Working together with the Brazilian Church in the struggle against injustice, inequality, discrimination and prejudice, the La Salette Sisters find fulfillment in their reconciling efforts to counter these social evils. Committed to the New Evangelization, they follow guidelines that respect the values, customs and traditions of a people oppressed by a dominating ideology that marginalizes and disenfranchises the majority of the population.
In their social work they provide material help and moral guidance for the poor, caring for laborers, instructing young girls and women in sewing and teaching them garment making skills. They have a real commitment and presence to the homeless and outcasts but they are also active in the formation of Religious Education personnel, catechetical instruction and school supervision.
The Holy Year 2000 brought countless graces to the Sisters of Our Lady of La Salette. It was a year of opening of new missions not only in the countries where they are already established but also abroad. In the United States, the sisters saw the refounding of their congregation in the Diocese of Arlington in Virginia. In the early 1960's they were invited by the La Salette Missionaries to work with them in their apostolate at the La Salette Shrine in Attleboro, Massachusetts. The lack of vocations at that time forced the congregation to close their house in Attleboro and recalled the Sisters back to France.
In January 2001, upon the invitation of the Bishop of Arlington, the congregation established a community of three sisters in Virginia. The sisters work closely with the diocesan priests and personnel in directing the social programs of the Diocese like prison ministry, hospital chaplaincy, and Project Rachel, a program which seeks to help women who had abortions.
In August 2001, the Archbishop of Chicago invited the congregation to establish a community in his Archdiocese.

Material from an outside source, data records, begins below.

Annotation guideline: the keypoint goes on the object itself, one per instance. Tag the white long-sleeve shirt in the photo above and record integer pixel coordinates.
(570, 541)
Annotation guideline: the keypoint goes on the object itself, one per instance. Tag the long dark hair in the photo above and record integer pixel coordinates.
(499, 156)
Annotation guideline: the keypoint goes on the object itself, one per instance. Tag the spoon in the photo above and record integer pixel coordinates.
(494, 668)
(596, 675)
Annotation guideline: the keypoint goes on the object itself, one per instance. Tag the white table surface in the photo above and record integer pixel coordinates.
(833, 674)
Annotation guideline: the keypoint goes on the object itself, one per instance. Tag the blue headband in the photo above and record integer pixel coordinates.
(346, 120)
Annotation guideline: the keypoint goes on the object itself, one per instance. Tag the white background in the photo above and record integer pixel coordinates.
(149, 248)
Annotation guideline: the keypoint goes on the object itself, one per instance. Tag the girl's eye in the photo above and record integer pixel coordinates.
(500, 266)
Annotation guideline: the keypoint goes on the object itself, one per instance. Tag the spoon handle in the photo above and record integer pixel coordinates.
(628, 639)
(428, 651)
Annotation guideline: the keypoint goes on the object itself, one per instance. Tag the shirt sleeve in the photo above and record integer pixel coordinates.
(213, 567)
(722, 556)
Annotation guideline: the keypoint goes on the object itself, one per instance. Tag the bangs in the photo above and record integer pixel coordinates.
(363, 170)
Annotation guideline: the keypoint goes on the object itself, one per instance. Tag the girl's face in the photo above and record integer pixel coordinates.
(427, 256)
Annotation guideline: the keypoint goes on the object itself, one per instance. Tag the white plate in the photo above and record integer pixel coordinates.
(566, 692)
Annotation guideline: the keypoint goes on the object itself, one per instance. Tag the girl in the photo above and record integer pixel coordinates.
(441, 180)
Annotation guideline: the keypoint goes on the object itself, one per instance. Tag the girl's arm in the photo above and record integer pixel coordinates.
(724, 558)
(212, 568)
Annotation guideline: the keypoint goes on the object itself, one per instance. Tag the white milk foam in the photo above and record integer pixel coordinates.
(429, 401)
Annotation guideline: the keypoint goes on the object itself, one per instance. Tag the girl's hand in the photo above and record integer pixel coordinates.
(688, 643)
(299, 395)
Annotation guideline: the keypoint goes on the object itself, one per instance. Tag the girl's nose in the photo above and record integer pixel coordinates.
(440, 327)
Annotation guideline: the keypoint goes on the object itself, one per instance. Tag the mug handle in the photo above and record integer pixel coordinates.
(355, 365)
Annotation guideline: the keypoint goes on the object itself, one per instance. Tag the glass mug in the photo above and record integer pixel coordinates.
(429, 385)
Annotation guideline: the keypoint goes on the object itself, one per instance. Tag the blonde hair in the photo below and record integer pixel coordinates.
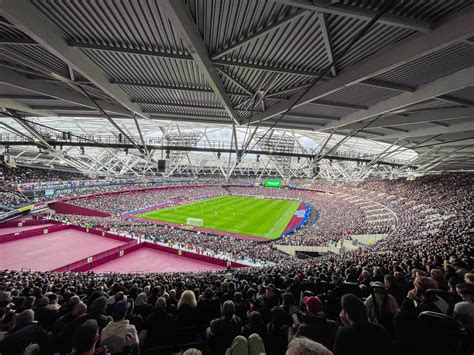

There are now four sisters working in the Archdiocese of Chicago: two sisters teach Religious Education in a Chinese mission school, another sister directs the Religious Education Program in one parish, and another directs the Language and Culture Program of the Asian Ethnic Ministries of the Archdiocese.
The latest mission community (July 2002) that was recently established by the congregation is in Poland. There are five La Salette Sisters there working in fraternal collaboration with the La Salette Missionaries. They are involved in the different pastoral work of the parish of Rzesow. It is an international community made up of two Polish sisters, two Filipino sisters and one Malagasy sister. The foreign sisters are still learning the language to be able to work effectively with the people.